1.1.7 Principais Características da Filosofia Nascente
- Tendência à racionalidade: razão e somente a razão, com seus princípios e regras é o critério da explicação de alguma coisa;
- Tendência a oferecer respostas conclusivas para os problemas: colocado um problema, sua solução é submetida à análise, à crítica, à discussão e à demonstração, nunca sendo aceita como uma verdade se não for provado racionalmente que é verdadeira;
- Exigência de que o pensamento apresente suas regras de funcionamento: o filósofo é aquele que justifica suas idéias provando que segue regras universais do pensamento. Para os gregos, é uma lei universal do pensamento que a contradição indica erro ou falsidade. Uma contradição acontece quando afirmo e nego a mesma coisa sobre uma mesma coisa (ex. “Pedro é um menino e não um menino”, “A noite é escura e clara”, “O infinito não tem limites e é limitado”). Assim, quando uma contradição aparecer numa exposição filosófica, ela deve ser considerada falsa;
- Recusa de explicações preestabelecidas e, portanto, exigência de que, para cada problema, seja investigada e encontrada a solução própria exigida por ele;
- Tendência à generalização: mostrar que uma explicação tem validade para muitas coisas diferentes porque, sob a variação percebida pelos órgãos de nossos sentidos, o pensamento descobre semelhanças e identidades;
- Por exemplo: para meus olhos, meu tato e meu olfato, o gelo é diferente da neblina, que é diferente do vapor de uma chaleira, que é diferente da chuva, que é diferente da correnteza de um rio. No entanto, o pensamento mostra que se trata sempre de um mesmo elemento (a água), passando por diferentes estados e formas (líquido, sólido, gasoso), por causas naturais diferentes (condensação, liquefação, evaporação);
- Reunindo semelhanças, o pensamento conclui que se trata de uma mesma coisa que aparece aos nossos sentidos de maneira diferentes e como se fossem coisas diferentes.

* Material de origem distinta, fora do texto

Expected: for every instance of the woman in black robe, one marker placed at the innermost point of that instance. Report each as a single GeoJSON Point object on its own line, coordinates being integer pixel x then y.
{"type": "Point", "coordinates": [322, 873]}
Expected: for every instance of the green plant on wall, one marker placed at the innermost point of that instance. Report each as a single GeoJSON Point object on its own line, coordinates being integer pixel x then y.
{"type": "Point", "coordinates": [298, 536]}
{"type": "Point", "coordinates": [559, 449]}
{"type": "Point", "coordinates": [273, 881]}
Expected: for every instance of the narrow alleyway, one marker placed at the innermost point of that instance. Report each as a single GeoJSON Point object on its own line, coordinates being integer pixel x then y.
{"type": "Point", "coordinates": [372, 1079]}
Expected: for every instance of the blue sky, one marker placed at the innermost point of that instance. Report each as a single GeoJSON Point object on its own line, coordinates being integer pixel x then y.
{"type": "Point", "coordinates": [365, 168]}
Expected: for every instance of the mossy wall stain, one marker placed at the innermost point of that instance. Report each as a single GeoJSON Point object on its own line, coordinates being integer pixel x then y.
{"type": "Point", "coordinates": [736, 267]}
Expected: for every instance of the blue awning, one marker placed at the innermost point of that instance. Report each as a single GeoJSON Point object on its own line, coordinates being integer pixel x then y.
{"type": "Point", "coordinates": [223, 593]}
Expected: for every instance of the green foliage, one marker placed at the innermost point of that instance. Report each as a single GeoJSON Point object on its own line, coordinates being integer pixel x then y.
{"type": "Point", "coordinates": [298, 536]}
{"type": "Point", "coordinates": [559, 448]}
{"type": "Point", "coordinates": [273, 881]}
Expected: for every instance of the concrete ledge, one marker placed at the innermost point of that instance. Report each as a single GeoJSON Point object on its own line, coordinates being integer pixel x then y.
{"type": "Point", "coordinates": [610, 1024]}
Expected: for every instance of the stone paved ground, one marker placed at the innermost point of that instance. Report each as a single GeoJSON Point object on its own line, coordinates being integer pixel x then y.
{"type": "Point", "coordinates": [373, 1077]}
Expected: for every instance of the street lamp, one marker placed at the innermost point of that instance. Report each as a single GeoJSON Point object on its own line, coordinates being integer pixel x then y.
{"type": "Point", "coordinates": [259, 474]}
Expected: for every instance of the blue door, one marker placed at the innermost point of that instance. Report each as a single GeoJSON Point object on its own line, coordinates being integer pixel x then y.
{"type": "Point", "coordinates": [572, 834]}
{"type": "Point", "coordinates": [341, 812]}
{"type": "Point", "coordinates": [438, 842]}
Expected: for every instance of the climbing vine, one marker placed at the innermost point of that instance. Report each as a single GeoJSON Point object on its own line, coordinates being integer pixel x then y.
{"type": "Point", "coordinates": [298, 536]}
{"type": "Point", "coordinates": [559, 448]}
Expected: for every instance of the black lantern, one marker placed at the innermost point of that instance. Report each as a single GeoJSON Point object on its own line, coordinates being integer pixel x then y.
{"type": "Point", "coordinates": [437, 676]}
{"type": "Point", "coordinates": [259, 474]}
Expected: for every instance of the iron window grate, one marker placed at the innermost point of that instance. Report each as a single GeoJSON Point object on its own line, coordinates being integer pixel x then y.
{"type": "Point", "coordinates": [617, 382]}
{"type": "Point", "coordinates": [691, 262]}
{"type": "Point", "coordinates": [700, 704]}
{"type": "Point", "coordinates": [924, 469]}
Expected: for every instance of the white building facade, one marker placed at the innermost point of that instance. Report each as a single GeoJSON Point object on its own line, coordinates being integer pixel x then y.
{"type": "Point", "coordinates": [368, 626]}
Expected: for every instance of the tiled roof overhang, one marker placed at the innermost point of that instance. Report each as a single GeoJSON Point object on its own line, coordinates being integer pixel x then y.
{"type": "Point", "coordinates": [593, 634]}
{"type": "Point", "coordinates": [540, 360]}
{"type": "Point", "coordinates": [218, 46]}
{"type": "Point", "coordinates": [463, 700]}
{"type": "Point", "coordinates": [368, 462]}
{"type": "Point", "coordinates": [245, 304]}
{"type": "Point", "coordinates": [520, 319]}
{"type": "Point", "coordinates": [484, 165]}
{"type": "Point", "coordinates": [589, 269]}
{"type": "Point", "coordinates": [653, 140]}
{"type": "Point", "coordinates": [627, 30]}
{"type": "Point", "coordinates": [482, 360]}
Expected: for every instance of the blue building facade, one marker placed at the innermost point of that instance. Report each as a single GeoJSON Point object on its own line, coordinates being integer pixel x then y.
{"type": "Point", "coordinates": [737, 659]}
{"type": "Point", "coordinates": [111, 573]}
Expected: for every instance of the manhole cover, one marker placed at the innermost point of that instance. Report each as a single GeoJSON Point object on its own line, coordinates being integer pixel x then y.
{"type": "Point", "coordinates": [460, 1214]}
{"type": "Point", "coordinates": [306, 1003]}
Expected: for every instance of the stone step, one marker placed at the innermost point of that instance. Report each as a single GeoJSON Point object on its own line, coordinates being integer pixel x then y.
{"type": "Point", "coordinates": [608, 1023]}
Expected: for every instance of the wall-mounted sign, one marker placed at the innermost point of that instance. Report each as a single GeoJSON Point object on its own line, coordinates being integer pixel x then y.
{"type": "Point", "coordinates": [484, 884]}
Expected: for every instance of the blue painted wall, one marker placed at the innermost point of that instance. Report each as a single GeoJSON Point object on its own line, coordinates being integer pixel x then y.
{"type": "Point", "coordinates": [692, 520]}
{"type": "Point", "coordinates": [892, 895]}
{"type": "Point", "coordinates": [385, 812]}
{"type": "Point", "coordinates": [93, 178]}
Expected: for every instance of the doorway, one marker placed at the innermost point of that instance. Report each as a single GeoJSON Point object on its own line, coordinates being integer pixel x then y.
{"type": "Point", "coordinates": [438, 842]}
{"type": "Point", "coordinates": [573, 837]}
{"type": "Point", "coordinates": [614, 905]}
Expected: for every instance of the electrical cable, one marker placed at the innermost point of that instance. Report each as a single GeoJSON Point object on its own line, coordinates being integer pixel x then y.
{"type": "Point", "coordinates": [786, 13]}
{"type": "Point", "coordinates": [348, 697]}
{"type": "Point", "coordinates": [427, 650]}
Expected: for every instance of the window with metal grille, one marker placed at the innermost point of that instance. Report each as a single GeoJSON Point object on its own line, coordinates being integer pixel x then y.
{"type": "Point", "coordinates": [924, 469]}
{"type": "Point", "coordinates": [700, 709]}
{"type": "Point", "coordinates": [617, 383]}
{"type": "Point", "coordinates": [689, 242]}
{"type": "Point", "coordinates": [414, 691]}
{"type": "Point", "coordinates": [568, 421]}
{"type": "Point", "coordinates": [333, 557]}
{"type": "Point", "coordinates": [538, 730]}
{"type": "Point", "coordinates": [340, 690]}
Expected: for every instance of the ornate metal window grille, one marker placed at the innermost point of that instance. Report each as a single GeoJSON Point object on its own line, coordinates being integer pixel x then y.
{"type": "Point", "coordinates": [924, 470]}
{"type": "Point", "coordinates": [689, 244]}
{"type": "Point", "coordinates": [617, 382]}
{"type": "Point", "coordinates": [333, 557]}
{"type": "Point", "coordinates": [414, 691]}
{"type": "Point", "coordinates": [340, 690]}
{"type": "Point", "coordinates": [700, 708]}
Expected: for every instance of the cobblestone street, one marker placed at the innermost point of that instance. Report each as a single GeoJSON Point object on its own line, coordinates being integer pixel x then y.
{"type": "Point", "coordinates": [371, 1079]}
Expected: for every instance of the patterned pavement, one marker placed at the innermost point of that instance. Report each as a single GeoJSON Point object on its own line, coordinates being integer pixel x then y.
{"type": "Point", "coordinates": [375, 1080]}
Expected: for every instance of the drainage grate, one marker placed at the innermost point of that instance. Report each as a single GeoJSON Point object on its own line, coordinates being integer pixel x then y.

O pensamento generaliza porque abstrai (isto é, separa e reúne os traços semelhantes), ou seja, realiza uma síntese. E o contrário também ocorre: muitas vezes, nossos órgãos dos sentidos nos fazem perceber coisas diferentes como se fossem a mesma coisa, e o pensamento demonstrará que se trata de uma coisa diferente sob a aparência da semelhança.